Over the past 7 years, West Nile zoonosis has been an emerging concern for public health in Europe, Middle East and more recently in North America. West Nile virus causes epidemic outbreaks in humans and infected patients may exhibit severe neurological symptoms. Because susceptibility and sensitivity to West Nile virus infections may depend on host genetic factors, a mouse model has been established to investigate the genetic determinism of host susceptibility to West Nile virus. A nonsense mutation in gene encoding the 1b isoform of the 2'-5'oligoadenylate synthetase (OAS1b) was constantly associated with the susceptibility of mouse strains to experimental West Nile virus infection. Oligoadenylate synthetase are interferon-inducible proteins playing a role in the endogeneous antiviral pathway. It was of interest to establish whether interferon-alpha and OAS 1B were sufficient to mediate resistance to West Nile virus infection. In the present study, we showed that interferon-alpha had the ability to modulate West Nile virus infection in mouse. In vitro, interferon-alpha protected mouse neuroblastoma cells against West Nile virus infection if cells have been pretreated with the cytokine for several hours.
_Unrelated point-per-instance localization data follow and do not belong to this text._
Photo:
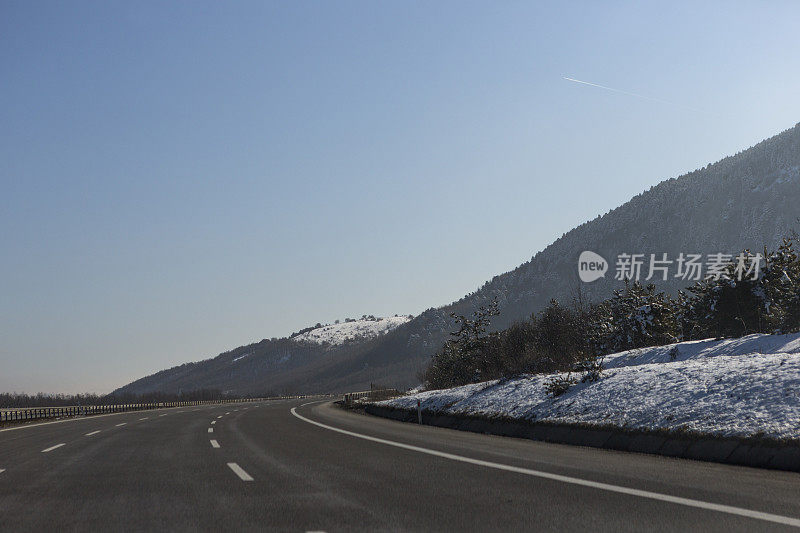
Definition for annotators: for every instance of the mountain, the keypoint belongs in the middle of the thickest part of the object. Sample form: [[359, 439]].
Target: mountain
[[317, 355], [749, 200]]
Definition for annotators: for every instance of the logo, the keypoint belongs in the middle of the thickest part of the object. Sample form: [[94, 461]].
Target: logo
[[591, 266]]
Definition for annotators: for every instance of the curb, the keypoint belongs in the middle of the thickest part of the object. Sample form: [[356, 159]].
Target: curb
[[759, 453]]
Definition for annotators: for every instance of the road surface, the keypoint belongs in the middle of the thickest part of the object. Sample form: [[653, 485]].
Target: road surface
[[292, 466]]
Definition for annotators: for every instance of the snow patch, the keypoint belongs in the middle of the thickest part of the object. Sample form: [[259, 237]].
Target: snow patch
[[336, 334]]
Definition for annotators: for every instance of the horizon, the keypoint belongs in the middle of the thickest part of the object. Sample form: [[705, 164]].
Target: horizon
[[179, 184]]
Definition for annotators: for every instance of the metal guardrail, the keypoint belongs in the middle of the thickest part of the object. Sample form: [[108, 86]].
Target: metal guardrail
[[37, 413]]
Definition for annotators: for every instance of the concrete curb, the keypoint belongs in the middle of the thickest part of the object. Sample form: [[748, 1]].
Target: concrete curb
[[746, 452]]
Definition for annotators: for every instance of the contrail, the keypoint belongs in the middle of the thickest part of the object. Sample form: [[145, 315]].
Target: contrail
[[634, 94]]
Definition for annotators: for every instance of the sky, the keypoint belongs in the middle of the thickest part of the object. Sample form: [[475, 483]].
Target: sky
[[181, 178]]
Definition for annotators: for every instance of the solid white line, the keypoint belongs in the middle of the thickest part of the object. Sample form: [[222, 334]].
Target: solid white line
[[768, 517], [244, 476]]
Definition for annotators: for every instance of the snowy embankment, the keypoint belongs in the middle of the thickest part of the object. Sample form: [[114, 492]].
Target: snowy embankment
[[336, 334], [747, 387]]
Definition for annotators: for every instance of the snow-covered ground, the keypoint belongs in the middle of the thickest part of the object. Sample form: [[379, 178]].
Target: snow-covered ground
[[734, 387], [360, 329]]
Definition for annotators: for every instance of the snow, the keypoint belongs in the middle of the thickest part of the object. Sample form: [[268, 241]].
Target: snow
[[336, 334], [733, 387]]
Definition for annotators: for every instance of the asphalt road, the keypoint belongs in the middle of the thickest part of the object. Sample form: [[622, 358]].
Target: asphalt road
[[263, 467]]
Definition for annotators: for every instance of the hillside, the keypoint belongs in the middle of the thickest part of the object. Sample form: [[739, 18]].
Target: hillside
[[314, 359], [748, 200], [742, 387]]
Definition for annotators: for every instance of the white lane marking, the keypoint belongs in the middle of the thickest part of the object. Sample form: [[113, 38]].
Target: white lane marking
[[699, 504], [244, 476]]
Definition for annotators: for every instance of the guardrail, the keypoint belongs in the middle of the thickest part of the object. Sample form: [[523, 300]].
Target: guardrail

As a consequence of the presence of a stop codon, the Oas1b gene of the susceptible mice encodes a truncated and presumably inactive form, while resistant mice have a normal copy of the gene. Stable mouse neuroblastoma cell clones overexpressing mutant or wild-type OAS 1B were established. Replication of West Nile virus was less efficient in cells that produce the normal copy of OAS 1B as compared to those expressing the truncated form. Our data illustrate the notion that interferon-alpha and Oas genes may be critical for West Nile virus pathogenesis.

online pharmacy ref. source: www.ncbi.nlm.nih.gov/entrez/query.fcgi?cmd=Retrieve&db=PubMed&list_uids=12752688&dopt=Abstract [PubMed - in process]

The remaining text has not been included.